One of the most basic distinctions among files is whether the file is a text file or a binary file. Text files contain readable text characters, and can be downloaded to a Mac or PC to be printed or imported into a word processing program. If you are not sure whether a file is text or binary, try typing "more" followed by the file name. If the file is readable, it's probably text; if it's just a jumble of characters, it's probably binary.

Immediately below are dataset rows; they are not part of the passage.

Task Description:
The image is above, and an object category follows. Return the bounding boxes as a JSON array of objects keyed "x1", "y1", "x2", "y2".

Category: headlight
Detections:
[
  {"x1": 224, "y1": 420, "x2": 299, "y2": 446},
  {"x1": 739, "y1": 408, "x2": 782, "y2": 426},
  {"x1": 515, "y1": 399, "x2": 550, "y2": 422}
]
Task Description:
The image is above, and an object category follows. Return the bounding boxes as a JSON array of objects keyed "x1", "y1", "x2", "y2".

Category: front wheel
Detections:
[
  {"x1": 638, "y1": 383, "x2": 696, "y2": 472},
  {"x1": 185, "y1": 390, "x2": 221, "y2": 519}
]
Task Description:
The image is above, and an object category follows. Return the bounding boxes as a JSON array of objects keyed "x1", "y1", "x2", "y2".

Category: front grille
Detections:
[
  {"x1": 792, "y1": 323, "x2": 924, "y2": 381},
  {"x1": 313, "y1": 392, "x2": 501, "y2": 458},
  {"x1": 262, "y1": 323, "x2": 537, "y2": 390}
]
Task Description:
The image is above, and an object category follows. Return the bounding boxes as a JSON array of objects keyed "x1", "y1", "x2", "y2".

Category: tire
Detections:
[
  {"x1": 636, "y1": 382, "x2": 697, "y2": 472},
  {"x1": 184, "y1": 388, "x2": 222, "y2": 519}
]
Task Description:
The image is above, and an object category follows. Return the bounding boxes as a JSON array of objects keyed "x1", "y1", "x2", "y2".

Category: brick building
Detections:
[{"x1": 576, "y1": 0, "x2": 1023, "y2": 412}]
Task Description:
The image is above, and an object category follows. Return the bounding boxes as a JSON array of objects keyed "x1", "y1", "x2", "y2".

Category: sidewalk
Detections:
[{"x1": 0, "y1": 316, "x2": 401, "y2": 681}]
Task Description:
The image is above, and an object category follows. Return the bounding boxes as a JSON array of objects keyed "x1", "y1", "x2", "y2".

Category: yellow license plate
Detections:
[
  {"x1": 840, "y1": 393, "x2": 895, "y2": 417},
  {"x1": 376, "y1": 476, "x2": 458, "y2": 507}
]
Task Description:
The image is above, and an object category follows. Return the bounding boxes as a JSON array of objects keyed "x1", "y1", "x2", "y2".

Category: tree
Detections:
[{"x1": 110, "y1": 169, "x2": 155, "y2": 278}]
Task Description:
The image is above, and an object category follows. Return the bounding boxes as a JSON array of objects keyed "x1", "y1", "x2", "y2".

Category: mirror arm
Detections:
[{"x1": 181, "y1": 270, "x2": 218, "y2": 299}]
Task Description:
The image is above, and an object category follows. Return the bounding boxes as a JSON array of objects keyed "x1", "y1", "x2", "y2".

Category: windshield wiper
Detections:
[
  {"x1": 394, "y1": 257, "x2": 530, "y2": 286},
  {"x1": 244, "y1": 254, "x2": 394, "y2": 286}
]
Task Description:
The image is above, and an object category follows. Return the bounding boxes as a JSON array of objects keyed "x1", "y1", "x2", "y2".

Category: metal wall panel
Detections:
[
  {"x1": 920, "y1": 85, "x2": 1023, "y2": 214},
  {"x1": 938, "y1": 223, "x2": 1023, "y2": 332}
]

The individual bytes in a binary file represent program instructions, pixels, or other information. A binary file either is a program you can run, or it must be interpreted by a specialized program (e. g., a picture encoded in the GIF format). Since binary files must usually be transmitted perfectly to be useful, they are often encoded so they can be sent by regular mail; we use uuencode and uudecode. Standard types of binary files are
Archive -- A group of files packaged together Compressed -- File(s) with redundant information compressed Executable -- Program in machine language, ready to run Graphics -- Pixel data, colors, etc. PostScript -- Text and printer commands Sound -- Sound wave, patch, etc.
It isn't always obvious that a file needs further processing before it
can be used. The extensions to the filename often indicate what needs to be
done, or what type of file it is. Process the file one extension at a time,
starting with the last extension used.
For example, cubs.gif.uue.Z should be uncompressed first and then decoded.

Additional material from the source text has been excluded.